If an ICC judge one day decided "no, it's okay for Russia to deport the population of Ukraine, the country was always theirs to begin with" would that make it okay somehow? Or would that simply be the time you decided to withdraw your grant of "officialness" to the ICC?
Which law? Laws have names and titles. They are published publicly and they can be linked to. Please provide a link to the law you are referring to.
https://www.law.cornell.edu/wex/genocide#:~:text=Under%20Article%2025(3)(,a%20crime%20against%20international%20law.

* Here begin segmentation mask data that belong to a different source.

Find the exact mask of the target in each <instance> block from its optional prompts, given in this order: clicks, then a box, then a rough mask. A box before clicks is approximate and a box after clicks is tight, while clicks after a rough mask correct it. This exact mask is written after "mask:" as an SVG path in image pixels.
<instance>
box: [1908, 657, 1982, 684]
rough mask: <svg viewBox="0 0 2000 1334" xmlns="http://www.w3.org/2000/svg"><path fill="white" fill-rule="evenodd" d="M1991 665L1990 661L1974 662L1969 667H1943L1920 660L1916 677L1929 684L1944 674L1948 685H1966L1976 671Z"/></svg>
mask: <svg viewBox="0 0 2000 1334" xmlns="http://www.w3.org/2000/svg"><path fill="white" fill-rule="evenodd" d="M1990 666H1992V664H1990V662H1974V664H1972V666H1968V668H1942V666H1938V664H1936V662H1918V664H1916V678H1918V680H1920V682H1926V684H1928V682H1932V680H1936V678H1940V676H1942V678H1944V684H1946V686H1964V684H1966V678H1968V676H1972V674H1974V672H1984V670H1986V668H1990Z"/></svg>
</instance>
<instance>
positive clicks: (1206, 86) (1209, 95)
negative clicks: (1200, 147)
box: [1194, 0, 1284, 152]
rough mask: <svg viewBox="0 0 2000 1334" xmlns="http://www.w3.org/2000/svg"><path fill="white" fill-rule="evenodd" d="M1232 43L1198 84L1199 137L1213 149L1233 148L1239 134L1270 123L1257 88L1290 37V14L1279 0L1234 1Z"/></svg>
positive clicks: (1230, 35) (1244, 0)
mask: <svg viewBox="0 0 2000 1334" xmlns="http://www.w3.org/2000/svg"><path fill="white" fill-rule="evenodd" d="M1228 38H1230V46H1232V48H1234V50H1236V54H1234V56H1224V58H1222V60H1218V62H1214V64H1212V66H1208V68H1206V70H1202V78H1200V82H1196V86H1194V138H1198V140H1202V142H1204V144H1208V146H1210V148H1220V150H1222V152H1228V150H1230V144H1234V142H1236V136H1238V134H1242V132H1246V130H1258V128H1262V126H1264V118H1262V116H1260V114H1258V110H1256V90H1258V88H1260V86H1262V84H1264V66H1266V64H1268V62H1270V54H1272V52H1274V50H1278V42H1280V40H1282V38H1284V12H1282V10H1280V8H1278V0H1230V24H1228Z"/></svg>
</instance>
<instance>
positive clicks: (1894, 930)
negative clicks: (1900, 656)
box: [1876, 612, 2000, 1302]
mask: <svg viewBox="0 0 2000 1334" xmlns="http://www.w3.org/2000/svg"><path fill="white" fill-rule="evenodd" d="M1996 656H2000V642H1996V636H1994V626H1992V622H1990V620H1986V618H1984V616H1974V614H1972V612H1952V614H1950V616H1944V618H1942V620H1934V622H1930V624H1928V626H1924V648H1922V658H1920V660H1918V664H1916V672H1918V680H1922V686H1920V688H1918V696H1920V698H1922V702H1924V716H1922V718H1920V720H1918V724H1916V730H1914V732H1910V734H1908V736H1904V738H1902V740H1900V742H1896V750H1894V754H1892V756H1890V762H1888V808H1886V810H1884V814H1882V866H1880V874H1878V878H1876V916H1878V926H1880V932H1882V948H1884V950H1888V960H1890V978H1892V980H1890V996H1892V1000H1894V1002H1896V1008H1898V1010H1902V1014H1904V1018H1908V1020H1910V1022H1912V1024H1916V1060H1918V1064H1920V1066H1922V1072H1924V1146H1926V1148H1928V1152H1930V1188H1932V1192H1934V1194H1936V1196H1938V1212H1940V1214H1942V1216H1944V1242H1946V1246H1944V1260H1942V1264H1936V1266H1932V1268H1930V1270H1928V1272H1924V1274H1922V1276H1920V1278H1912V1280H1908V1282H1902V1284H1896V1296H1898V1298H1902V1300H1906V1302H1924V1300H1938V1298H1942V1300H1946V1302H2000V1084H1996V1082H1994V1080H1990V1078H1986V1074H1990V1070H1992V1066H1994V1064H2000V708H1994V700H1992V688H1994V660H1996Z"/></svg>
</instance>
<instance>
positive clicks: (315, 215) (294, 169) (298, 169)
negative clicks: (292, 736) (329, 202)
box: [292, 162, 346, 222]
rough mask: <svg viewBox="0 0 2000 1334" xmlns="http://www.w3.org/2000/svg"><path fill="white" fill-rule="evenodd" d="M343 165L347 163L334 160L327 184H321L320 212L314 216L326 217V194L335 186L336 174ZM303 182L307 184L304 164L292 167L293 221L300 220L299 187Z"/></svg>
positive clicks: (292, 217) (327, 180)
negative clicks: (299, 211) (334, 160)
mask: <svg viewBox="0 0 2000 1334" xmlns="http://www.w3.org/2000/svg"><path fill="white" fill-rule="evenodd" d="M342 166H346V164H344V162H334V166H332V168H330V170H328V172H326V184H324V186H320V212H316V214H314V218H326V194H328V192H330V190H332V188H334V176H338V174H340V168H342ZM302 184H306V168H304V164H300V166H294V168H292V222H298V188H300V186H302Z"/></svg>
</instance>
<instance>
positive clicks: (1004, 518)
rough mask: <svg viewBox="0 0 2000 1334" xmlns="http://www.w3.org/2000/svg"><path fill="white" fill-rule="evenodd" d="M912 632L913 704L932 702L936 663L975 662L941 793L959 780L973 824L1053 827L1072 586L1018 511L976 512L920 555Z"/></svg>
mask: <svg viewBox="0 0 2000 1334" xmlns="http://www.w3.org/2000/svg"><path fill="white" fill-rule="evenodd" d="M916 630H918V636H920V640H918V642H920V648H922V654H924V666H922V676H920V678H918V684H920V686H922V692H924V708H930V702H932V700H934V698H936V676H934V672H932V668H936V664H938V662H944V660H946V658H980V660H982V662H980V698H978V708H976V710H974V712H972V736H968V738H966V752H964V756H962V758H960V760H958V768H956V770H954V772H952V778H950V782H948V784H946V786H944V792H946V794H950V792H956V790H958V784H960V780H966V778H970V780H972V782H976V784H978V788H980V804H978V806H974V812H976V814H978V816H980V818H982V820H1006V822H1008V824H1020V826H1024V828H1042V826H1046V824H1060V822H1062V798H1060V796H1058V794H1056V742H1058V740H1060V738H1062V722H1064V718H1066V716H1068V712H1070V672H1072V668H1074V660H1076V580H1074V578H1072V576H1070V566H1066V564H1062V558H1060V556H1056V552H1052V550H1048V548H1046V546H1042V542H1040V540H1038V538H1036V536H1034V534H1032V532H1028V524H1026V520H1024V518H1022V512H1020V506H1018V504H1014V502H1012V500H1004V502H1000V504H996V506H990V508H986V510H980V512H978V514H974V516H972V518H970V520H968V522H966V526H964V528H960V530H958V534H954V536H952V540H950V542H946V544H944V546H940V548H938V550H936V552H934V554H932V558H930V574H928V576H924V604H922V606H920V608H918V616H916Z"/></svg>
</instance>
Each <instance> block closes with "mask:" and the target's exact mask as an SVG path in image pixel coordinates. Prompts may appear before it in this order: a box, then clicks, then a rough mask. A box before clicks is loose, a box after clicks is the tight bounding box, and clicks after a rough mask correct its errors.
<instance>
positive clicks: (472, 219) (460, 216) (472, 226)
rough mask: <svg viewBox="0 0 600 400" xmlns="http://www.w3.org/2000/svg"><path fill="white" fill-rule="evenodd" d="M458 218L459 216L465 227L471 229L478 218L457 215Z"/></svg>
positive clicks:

You're linking to a statute of the ICC, The Rome Statute, which provides that inciting or committing genocide is against the ICC's definition of International Law and the ICC will attempt to prosecute accordingly. That statute was not ratified by the United States, so the United States is not bound to uphold that statute. Israel also did not ratify, so is also not bound. That doesn't mean that the ICC can't prosecute Israel or the US under the statute, but it does mean that they are explicitly not responsible for upholding it. Your argument is that the United States is bound by whether the ICC determines genocide has occurred, and that is explicitly not the case according to the statute you linked.
Edit to add: The Rome Statute is the document which established the ICC. As a nation that did not ratify the document, not only is the United States not limited by the ICC determining if genocide occurred or not, the US explicitly rejects the ICC's authority to do so. It means the exact opposite of what you're saying.
Why do you restrict the determination in America's politics body to whether something is a genocide to the ICC? The ICC has laws and a court system to declare something a genocide within their framework (albeit with limited actual power to enforce anything), but the concept of genocide exists outside of international law and political entities can and should react to such without simply waiting for a years long ICC process. Genocide is not simply when the "International Law of Genocide" has been decided.
As I said elsewhere, the US can recognize an event as it pleases. But, the Amnesty International determination is meaningless.
Amnesty International is a well-respected human rights organization, this belief that you need a rule or certificate of authority to say your judgement is meaningful is silly legalism. All declarations of human rights abuses are meaningful in political realms simply based on the stature and respect of the organization making them.